With the dairy industry Mandatory Code of Conduct expected any day now, it is crucial that we as an industry do what we can to get it right.
Whilst consultation on the code has been long and arduous, once it is implemented the legislation will be here to stay.
United Dairyfarmers of Victoria (UDV) has provided numerous submissions and met with key stakeholders over many months to ensure the voices of Victorian dairy farmers are heard.
UDV has called for dairy farmers to not be subject to the same penalties as processors.
Penalties need to be reflective of the capacity to pay; it is simply unfair to expect a farmer to pay the same amount as a large corporate processing business.

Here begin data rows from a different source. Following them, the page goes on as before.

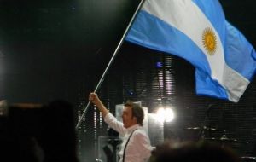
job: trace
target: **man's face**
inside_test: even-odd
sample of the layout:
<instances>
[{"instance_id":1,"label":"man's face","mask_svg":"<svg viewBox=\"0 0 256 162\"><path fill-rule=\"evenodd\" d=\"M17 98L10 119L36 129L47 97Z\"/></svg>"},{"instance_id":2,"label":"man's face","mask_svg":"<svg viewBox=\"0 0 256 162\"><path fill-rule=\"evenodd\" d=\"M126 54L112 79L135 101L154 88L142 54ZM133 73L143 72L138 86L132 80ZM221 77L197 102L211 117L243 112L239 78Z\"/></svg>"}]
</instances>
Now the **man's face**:
<instances>
[{"instance_id":1,"label":"man's face","mask_svg":"<svg viewBox=\"0 0 256 162\"><path fill-rule=\"evenodd\" d=\"M122 114L123 124L125 128L129 128L137 124L137 118L132 117L132 110L131 107L125 107Z\"/></svg>"}]
</instances>

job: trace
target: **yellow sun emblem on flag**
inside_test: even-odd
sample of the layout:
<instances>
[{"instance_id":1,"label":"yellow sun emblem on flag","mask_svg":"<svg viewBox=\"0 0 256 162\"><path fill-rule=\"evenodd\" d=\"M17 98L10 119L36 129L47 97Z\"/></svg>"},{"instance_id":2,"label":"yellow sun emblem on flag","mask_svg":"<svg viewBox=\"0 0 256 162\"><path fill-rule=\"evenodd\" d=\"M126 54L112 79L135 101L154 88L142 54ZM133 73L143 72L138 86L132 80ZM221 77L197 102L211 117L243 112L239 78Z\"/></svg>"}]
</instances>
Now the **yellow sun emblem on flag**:
<instances>
[{"instance_id":1,"label":"yellow sun emblem on flag","mask_svg":"<svg viewBox=\"0 0 256 162\"><path fill-rule=\"evenodd\" d=\"M214 32L210 27L204 30L202 34L202 42L207 52L210 55L214 55L217 49L217 41Z\"/></svg>"}]
</instances>

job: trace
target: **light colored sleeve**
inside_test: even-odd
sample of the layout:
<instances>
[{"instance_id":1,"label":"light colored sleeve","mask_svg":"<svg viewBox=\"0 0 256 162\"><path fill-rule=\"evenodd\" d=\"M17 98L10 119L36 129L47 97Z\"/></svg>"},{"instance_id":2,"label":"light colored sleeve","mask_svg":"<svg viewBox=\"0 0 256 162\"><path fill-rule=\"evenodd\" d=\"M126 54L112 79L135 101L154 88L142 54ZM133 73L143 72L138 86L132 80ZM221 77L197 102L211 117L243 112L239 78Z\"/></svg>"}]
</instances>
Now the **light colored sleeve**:
<instances>
[{"instance_id":1,"label":"light colored sleeve","mask_svg":"<svg viewBox=\"0 0 256 162\"><path fill-rule=\"evenodd\" d=\"M124 127L122 122L117 120L117 119L111 113L108 113L104 118L104 121L113 128L114 130L119 132L120 135L125 135L126 132L126 129Z\"/></svg>"},{"instance_id":2,"label":"light colored sleeve","mask_svg":"<svg viewBox=\"0 0 256 162\"><path fill-rule=\"evenodd\" d=\"M137 150L140 152L141 156L144 161L148 161L151 156L151 152L154 148L150 144L150 140L145 132L135 132L134 139L137 143Z\"/></svg>"}]
</instances>

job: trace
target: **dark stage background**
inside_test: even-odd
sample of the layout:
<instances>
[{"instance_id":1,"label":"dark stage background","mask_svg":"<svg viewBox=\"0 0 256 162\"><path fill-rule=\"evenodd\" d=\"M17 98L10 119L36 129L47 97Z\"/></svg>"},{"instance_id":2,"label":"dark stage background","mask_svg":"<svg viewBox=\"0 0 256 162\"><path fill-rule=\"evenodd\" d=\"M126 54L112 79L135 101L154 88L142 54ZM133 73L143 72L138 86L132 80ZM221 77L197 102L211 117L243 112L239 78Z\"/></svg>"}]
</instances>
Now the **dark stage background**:
<instances>
[{"instance_id":1,"label":"dark stage background","mask_svg":"<svg viewBox=\"0 0 256 162\"><path fill-rule=\"evenodd\" d=\"M256 47L255 1L220 2L226 19ZM63 99L73 105L78 119L138 3L1 0L0 99L35 103ZM256 156L255 78L238 103L196 96L189 63L125 42L98 93L113 113L115 104L126 100L142 101L149 113L159 105L172 106L176 119L165 125L166 138L195 137L196 132L185 128L201 126L213 104L206 121L218 130L212 136L220 137L226 130L228 137L249 142L231 144L241 156ZM93 161L97 137L106 135L101 114L90 107L78 131L81 161Z\"/></svg>"}]
</instances>

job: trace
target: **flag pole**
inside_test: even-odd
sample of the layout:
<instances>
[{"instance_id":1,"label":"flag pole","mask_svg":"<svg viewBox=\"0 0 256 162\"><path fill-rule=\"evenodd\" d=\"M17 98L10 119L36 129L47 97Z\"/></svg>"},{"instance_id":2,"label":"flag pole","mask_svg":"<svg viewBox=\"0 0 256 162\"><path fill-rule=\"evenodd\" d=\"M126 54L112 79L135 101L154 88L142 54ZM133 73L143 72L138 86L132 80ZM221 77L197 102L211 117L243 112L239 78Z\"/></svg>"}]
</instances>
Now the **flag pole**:
<instances>
[{"instance_id":1,"label":"flag pole","mask_svg":"<svg viewBox=\"0 0 256 162\"><path fill-rule=\"evenodd\" d=\"M143 6L144 1L146 1L146 0L141 0L141 2L140 2L140 3L139 3L139 5L137 6L137 8L135 13L133 14L133 15L132 15L132 17L131 17L131 20L130 20L130 22L129 22L129 24L128 24L128 26L127 26L123 36L122 36L122 38L121 38L121 39L120 39L120 41L119 41L119 44L118 44L118 46L117 46L117 48L115 49L115 50L114 50L113 55L112 55L112 57L111 57L111 59L110 59L110 61L109 61L109 62L108 62L108 66L107 66L107 67L106 67L106 69L105 69L105 71L104 71L104 72L103 72L102 78L101 78L101 79L100 79L100 81L98 82L98 84L97 84L96 89L94 90L94 92L96 92L97 90L99 89L99 87L101 86L101 84L102 84L102 82L103 82L103 80L104 80L104 78L105 78L105 76L106 76L106 74L107 74L107 72L108 72L109 67L110 67L110 66L111 66L113 61L114 60L116 55L118 54L119 49L121 48L121 45L123 44L123 43L124 43L124 41L125 41L125 36L127 35L128 31L129 31L129 29L131 28L131 25L132 25L132 23L133 23L133 21L134 21L134 20L135 20L135 18L136 18L137 13L138 13L138 11L139 11L140 9L142 8L142 6ZM84 109L84 112L83 112L82 116L81 116L80 119L79 119L79 122L78 122L78 124L77 124L77 125L76 125L76 130L79 130L79 126L80 126L80 124L81 124L81 121L82 121L84 116L85 115L85 113L86 113L86 111L87 111L87 109L88 109L90 104L90 101L89 101L88 103L87 103L87 105L86 105L86 107L85 107L85 108Z\"/></svg>"}]
</instances>

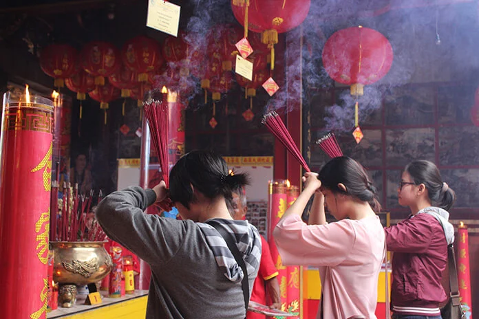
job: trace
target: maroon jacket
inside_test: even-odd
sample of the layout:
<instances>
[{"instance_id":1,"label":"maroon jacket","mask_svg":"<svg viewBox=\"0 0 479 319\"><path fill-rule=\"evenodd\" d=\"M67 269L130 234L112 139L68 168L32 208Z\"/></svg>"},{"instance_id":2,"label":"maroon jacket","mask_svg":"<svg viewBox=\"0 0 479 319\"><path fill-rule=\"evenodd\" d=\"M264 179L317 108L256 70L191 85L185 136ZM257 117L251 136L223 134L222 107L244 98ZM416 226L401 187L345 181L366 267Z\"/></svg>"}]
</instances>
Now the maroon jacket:
<instances>
[{"instance_id":1,"label":"maroon jacket","mask_svg":"<svg viewBox=\"0 0 479 319\"><path fill-rule=\"evenodd\" d=\"M447 298L441 285L447 263L443 226L434 216L421 213L385 231L387 250L394 252L392 309L401 314L440 315L438 305Z\"/></svg>"}]
</instances>

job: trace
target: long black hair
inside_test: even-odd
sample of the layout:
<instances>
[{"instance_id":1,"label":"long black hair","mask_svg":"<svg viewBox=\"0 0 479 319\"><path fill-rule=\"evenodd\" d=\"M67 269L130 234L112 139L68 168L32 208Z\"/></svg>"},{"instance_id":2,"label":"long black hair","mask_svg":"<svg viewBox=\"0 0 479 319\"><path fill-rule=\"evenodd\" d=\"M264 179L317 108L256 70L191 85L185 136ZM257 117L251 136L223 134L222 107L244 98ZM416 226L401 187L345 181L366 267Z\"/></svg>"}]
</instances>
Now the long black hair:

Our submission also called for 'good faith' provisions to apply to all dairy processors in the industry.
If a dairy farmer milking 80 cows has to abide by 'good faith' provision in the code, then a processor operating under $10 million turnover should too.
UDV believes that processors should be required to release non-exclusive Standard Form Agreements annually, and that farmers should have the option to negotiate for an exclusive agreement.
This will allow for innovative pricing models, such as a digital milk trading platform.
UDV also called for a ban on unilateral variations to contracts, combining exclusive supply and tier pricing to be prohibited, a standardised 14-day cooling off period and a mandatory requirement for milk supply agreements to provide for mediation.
Industry did find many loopholes in the Mandatory Code exposure legislation.
However, UDV with the other State Dairy Farmer Organisations (SDFOs) and Australian Dairy Farmers, has worked with government to strengthen the code to help ensure that provisions were in place to protect farmers.
With many areas strengthened, the code should protect industry from ever landing in the dark place we found ourselves in 2016.
It was pleasing to see industry work together in a unified approach to start rebuilding trust along the supply chain.